First, an apology for the delay in posting; my computer died on me and was in the shop for one week.
We’ve written about our microbiomein previous posts. As you will remember, our microbiome is a colony of 100-300 trillion microorganisms that form our immune system. And 70 % is located in our gut.
As spring-cleaning time is upon us, I thought it would be a good idea to do this for our gut health as well. After a winter of being cooped up indoors, fighting off colds, and reaching for more comfort foods, your microbiome can get thrown out of whack. So, it’s a good time for getting back to max gut health.

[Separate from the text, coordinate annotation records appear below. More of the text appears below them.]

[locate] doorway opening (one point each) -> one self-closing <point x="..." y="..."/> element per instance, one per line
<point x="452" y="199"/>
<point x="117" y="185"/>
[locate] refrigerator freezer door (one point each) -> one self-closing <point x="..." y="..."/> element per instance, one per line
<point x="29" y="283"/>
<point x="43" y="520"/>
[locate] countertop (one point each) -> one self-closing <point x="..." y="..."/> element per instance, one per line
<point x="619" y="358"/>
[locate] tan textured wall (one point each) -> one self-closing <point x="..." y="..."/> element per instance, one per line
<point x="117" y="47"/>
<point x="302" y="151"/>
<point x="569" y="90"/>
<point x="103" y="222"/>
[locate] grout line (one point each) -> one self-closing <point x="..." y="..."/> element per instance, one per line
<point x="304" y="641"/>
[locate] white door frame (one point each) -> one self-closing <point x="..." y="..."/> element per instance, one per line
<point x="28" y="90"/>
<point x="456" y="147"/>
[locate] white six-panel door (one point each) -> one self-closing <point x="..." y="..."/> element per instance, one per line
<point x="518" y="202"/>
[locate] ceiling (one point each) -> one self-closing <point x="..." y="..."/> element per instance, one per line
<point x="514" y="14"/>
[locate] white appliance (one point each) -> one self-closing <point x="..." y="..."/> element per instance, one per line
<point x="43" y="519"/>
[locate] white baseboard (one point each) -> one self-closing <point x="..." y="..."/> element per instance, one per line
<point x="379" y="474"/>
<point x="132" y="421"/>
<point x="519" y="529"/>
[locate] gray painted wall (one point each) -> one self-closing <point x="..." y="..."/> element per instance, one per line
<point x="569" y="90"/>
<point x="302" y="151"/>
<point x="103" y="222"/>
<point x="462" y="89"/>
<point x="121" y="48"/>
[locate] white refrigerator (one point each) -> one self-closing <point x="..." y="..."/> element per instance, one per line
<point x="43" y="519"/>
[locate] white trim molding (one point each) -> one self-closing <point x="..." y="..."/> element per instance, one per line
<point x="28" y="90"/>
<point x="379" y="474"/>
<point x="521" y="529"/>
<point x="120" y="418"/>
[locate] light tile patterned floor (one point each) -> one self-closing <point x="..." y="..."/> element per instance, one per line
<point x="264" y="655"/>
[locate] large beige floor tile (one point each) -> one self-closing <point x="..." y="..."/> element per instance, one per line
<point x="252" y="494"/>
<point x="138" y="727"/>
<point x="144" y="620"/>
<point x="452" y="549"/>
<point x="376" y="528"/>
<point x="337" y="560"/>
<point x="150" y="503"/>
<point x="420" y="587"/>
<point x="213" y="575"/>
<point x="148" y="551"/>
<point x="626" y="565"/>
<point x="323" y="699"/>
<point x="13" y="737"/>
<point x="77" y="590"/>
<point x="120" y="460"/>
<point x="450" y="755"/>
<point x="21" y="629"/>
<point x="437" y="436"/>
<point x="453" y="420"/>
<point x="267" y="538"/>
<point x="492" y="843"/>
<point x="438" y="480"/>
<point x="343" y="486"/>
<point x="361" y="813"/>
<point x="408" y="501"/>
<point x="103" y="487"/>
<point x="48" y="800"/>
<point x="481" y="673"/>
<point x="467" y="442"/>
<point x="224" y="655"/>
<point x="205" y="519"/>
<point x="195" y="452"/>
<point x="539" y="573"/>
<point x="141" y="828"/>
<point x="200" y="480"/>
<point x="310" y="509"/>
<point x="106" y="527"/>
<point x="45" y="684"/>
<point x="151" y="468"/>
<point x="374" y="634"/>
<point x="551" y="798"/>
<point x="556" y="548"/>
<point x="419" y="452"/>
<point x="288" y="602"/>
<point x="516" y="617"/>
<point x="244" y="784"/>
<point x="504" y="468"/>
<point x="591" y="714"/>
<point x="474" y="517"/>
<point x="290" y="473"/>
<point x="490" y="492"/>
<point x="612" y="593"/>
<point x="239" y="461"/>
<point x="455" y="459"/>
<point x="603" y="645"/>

Eating a well-balanced diet, rich in prebiotics as well as probiotics will help to reset, build and support your microbiome.
Your microbiome affects bodily functions from health, weight, digestion, disease prevention, and more, and the research is really only just beginning.
So, what should you eat?
- Probiotics
These contain the healthy bacteria in your gut and should be consumed daily.
- Home-made yogurt
- Kombucha
- Kefir
- Fermented vegetables
- Prebiotics
These are the foods that probiotics feed on. So, keep your probiotics well fed, to have a healthy gut.
- Jerusalem artichokes (pictured above)
- Greens
- Artichokes
- Garlic
- Onions
- Leeks
- Berries
- Apples
It’s a good idea to consume your prebiotics and probiotics together; then we call them symbiotic.
What foods should be avoided?
Start by limiting foods that don’t have functional health benefits like:
- Alcohol
- Caffeine
- Sugar
- Foods that may inflame you like grains, dairy, legumes
Our spring-cleaning is this simple, and definitely worth doing.
Remember to stay hydrated.
That’s it for now; see you all next time.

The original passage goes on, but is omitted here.